The model aims to help computer systems understand as many as 16 different Indian languages to solve for linguistic complexities involved in translation, transliteration, and understanding the sentiment of what the user meant in his/her search.
Google also announced the launch of new features for its users such as easily toggling between search results in English and Tamil, Telugu, Bangla, Marathi. (Reuters file photo)
Search engine Google, which has been working on localising the internet to benefit Indians in their native languages and dialects, is now looking to help startups, researchers, and others who might be working on building Indian language technologies (LT). LT is associated with the computational processing of the written or spoken form of a language and aimed at easing its interaction with computer systems and processing a large amount of textual information. Towards this, Google announced a multilingual model, on Thursday, called Multilingual Representations for Indian Languages (MuRIL). The model aims to help computer systems understand as many as 16 different Indian languages to solve for linguistic complexities involved in translation, transliteration, and understanding the sentiment of what the user meant in his/her search.
For example, “the sentence Achha hua account bandh nahi hua would previously be interpreted as having a negative meaning, but MuRIL correctly identifies this as a positive statement. Or take the ability to classify a person versus a place: Shirdi ke sai baba would previously be interpreted as a place, which is wrong, but MuRIL correctly interprets it as a person,” the company said in a blog post.
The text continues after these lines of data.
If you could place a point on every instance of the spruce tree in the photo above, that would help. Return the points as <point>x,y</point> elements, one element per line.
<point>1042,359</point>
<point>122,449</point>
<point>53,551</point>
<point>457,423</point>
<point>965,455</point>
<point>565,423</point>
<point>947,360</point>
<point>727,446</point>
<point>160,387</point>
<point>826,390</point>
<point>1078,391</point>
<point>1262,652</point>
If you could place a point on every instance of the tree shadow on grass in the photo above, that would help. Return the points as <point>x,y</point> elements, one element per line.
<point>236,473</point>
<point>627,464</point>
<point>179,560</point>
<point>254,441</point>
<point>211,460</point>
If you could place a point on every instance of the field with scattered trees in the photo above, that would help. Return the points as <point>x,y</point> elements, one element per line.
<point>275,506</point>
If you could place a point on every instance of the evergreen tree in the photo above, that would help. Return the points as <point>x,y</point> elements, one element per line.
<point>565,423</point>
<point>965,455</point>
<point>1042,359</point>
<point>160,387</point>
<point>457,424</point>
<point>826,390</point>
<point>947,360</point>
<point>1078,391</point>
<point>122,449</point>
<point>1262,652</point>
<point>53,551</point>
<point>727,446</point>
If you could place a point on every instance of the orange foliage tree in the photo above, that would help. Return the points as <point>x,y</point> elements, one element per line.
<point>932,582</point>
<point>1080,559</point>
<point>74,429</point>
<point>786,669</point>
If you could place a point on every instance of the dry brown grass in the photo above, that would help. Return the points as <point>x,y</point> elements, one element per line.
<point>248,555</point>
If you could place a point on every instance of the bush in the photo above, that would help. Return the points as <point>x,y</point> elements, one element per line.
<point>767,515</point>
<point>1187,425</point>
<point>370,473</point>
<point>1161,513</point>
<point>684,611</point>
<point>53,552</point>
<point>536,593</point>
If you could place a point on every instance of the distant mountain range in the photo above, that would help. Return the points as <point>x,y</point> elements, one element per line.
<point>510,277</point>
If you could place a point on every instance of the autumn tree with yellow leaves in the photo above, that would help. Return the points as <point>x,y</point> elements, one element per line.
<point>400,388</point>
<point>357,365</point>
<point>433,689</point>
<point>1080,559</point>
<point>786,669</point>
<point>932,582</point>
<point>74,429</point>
The free open-source MuRIL is currently available to download from the TensorFlow Hub. Google hoped it to be “the next big evolution for Indian language understanding, forming a better foundation for researchers, students, startups, and anyone else interested in building Indian language technologies.” The model also supports transliterated text such as when writing Hindi using Roman script, which Google said was missing from previous models of its kind. Also, the support to 16 languages is the “highest coverage for Indian languages among any other publicly available model of its kind.”
Google also announced the launch of new features for its users such as easily toggling between search results in English and Tamil, Telugu, Bangla, Marathi apart from Hindi; showing relevant content in Indian languages including Hindi, Bangla, Marathi, Tamil, and Telugu even if the user type query English; allowing users to use Google Maps into one of nine Indian languages; and more.
The Indian language internet user base is likely to grow at a CAGR of 18 per cent to reach 536 million by 2021 vis-à-vis the English internet user base growing at 3 per cent to reach 199 million. Indian language internet users are expected to account for close to 75 per cent of the country’s internet user base by 2021, according to a 2017 KPMG report. The growth will be on the back of penetration of internet-enabled devices, affordable high-speed internet, rising digital literacy, and more. Some of the Indian startups working leveraging natural language processing, speech recognition, conversational AI are Reverie Language Technologies, Niki.ai, Gnani.ai, Manthan, and more.